Books I Lettered But Didn't Read Until Now Review #4

Peter Parker Spider-Man Volume 4: Trials & Tribulations
Writer: Paul Jenkins
Artist: Mark Buckingham

In this latest installment of “Books I Lettered But Didn’t Read Until Now” Reviews I give you Peter Parker Spider-Man Volume 4: Trials & Tribulations. Written by Paul Jenkins with art by Mark Buckingham.

The first story in this trade titled: “Heroes Don’t Cry” was lettered by Comicraft, a solid story that harkens back to Roger Stern’s classic “Kid Who Collects Spider-Man” from Amazing Spidey #248. (1984) Jenkin’s version tells the story of a young African-American boy named Lafronce. Lafronce is a from a broken inner-city home and it’s his fantasy that he’s Spidey’s secret sidekick that gets him through seeing his mother drugged out of the couch. It’s a solid story with good heart and a nice albeit predictable ending.

The second story in the book was a really fun tale called: Snow Day. An old-school Spidey vs. The Vulture story… if you see this single issue (#37) in a 50-cent bin, pick it up, you’ll enjoy it.

After Snow Day story yours truly takes over the lettering chores.

As I look at my work in the book I can see how I was transitioning from being a pretty crude, inexperienced letterer to one who was beginning to figure this whole lettering thing out. It was around this time that Chris Eliopoulos was brought into the now defunct Marvel Lettering Department to whip us into shape. I was by far the letterer with the least experience in the department and looking back it was the best thing that ever happened to me as a letterer. Chris really took my work to more professional level.

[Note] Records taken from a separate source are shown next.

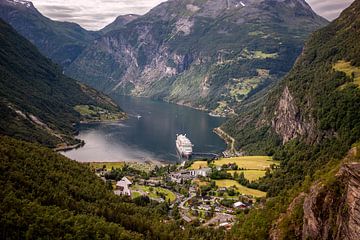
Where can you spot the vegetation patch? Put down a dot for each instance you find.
(198, 165)
(251, 175)
(238, 187)
(248, 162)
(155, 192)
(350, 71)
(94, 113)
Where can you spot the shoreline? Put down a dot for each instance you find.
(230, 142)
(66, 147)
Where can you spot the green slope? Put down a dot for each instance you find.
(310, 139)
(47, 196)
(36, 100)
(314, 110)
(205, 54)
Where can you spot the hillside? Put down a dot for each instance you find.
(317, 100)
(310, 122)
(206, 54)
(60, 41)
(119, 23)
(36, 100)
(48, 196)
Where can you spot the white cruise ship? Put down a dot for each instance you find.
(184, 146)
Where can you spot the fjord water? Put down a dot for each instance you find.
(150, 137)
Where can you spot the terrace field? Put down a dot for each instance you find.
(349, 70)
(248, 162)
(198, 164)
(251, 175)
(146, 167)
(241, 189)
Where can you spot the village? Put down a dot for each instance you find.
(202, 192)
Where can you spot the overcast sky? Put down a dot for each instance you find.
(95, 14)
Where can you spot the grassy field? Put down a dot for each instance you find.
(249, 162)
(109, 165)
(153, 194)
(241, 189)
(345, 67)
(198, 164)
(93, 113)
(251, 175)
(146, 167)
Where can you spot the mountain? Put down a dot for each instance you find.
(45, 195)
(310, 123)
(37, 102)
(119, 22)
(206, 54)
(60, 41)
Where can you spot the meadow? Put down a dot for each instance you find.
(241, 189)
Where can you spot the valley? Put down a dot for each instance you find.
(266, 93)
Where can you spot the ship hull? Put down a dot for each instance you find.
(182, 153)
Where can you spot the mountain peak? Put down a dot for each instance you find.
(18, 3)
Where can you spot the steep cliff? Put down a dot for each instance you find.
(317, 100)
(205, 54)
(36, 100)
(330, 209)
(60, 41)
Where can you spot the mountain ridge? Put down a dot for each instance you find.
(178, 53)
(36, 100)
(60, 41)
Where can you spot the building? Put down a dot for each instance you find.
(123, 187)
(240, 205)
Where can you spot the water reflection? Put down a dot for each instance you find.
(150, 137)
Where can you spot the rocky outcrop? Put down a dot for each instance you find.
(330, 210)
(333, 212)
(288, 121)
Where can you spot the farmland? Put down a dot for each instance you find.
(251, 175)
(248, 162)
(241, 189)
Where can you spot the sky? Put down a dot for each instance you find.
(96, 14)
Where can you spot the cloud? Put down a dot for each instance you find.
(96, 14)
(92, 14)
(329, 9)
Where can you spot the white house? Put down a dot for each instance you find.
(200, 172)
(122, 187)
(239, 205)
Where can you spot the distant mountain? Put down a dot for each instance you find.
(310, 123)
(60, 41)
(209, 54)
(317, 99)
(119, 22)
(36, 100)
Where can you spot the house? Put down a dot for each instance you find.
(200, 172)
(240, 205)
(122, 187)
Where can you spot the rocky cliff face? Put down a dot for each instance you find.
(330, 209)
(334, 212)
(288, 122)
(206, 54)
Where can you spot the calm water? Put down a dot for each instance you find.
(151, 137)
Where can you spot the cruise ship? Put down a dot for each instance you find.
(184, 146)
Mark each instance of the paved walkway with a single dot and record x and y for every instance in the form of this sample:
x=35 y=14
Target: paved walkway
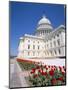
x=17 y=77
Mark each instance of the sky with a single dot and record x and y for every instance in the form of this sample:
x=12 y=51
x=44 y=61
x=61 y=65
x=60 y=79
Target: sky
x=24 y=18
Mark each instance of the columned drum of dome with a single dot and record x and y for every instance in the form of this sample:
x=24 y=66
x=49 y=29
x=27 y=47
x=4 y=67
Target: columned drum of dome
x=44 y=27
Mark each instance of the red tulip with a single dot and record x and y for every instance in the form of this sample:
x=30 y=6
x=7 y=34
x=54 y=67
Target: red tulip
x=36 y=75
x=54 y=81
x=60 y=78
x=51 y=72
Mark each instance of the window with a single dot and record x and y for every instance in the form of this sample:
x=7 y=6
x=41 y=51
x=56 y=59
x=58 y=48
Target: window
x=51 y=44
x=54 y=43
x=38 y=41
x=33 y=41
x=58 y=41
x=38 y=53
x=33 y=53
x=45 y=46
x=28 y=40
x=57 y=35
x=28 y=46
x=55 y=51
x=28 y=53
x=59 y=51
x=38 y=47
x=33 y=46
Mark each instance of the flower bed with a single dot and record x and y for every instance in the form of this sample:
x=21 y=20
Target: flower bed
x=47 y=75
x=26 y=64
x=43 y=75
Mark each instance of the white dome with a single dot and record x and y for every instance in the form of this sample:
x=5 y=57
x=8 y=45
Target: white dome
x=44 y=20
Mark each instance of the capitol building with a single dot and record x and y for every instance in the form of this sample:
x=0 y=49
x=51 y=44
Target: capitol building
x=47 y=42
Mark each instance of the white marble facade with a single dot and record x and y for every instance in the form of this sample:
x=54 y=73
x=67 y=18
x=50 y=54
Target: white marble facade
x=47 y=42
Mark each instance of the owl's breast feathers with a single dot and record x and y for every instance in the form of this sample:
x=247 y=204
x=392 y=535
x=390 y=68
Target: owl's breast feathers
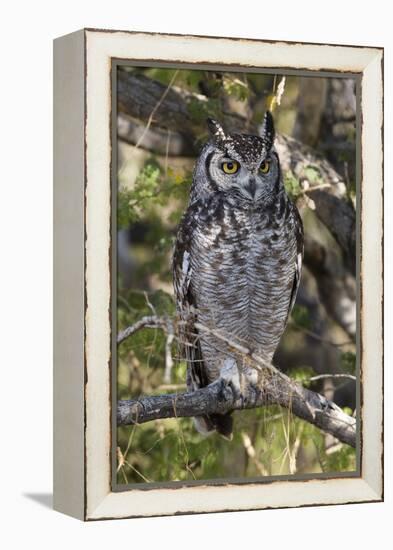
x=236 y=269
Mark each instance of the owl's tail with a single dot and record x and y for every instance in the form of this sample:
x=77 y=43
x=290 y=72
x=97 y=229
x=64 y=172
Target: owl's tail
x=221 y=423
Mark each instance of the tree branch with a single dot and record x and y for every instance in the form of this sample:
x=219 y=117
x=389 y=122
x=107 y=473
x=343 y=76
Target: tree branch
x=217 y=398
x=148 y=110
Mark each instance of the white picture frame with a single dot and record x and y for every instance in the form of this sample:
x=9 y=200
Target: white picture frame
x=83 y=421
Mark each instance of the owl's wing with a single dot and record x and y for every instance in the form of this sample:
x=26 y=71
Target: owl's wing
x=186 y=307
x=299 y=257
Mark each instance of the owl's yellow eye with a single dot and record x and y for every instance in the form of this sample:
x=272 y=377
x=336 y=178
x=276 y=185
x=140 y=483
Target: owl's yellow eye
x=264 y=167
x=230 y=167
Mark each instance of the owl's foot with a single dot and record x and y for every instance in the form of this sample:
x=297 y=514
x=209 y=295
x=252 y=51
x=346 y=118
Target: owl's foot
x=230 y=377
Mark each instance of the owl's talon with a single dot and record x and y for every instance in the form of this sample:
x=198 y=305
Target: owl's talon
x=230 y=377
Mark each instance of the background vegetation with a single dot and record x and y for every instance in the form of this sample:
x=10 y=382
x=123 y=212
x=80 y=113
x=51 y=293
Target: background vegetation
x=161 y=126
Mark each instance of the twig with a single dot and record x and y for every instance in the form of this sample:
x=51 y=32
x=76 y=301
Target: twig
x=217 y=398
x=168 y=352
x=338 y=375
x=149 y=321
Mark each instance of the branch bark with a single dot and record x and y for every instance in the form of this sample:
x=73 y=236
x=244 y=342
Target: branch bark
x=218 y=397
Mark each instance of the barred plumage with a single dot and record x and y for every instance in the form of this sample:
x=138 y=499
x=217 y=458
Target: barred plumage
x=237 y=258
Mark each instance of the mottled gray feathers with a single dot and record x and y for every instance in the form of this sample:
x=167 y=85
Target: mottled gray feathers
x=237 y=260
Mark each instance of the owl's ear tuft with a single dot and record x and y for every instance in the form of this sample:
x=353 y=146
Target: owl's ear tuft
x=266 y=131
x=216 y=130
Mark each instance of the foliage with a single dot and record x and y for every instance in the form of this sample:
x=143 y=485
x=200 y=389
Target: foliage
x=149 y=207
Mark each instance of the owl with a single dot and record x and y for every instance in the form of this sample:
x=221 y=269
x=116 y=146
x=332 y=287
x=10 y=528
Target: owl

My first story was a really odd one called “The Big Question”. This is the one story you can skip. It involves yoga. Go figure.

The trade rounds out with some good stories about Peter dealing with Aunt May now knowing that he is Spider-Man. Although with Brand New Day or One New Day or whatever they’re calling that train wreck over there now, I don’t know if Aunt Man knows he’s Spidey anymore. Nevertheless, Jenkins did a really nice job of taking the reveal and spinning a nice yarn about Peter and May’s relationship. He mixed in a few flashbacks to great Spidey stories and threw in some good action as well.

But really for me, the highlight of this book was the art by Mark Buckingham. He really draws a great Spidey with a clean old-school look.

All in all this trade was a decent read. So if Marvel’s current treatment of your favorite wall-crawler leaves your scratching you head. Pick this one up.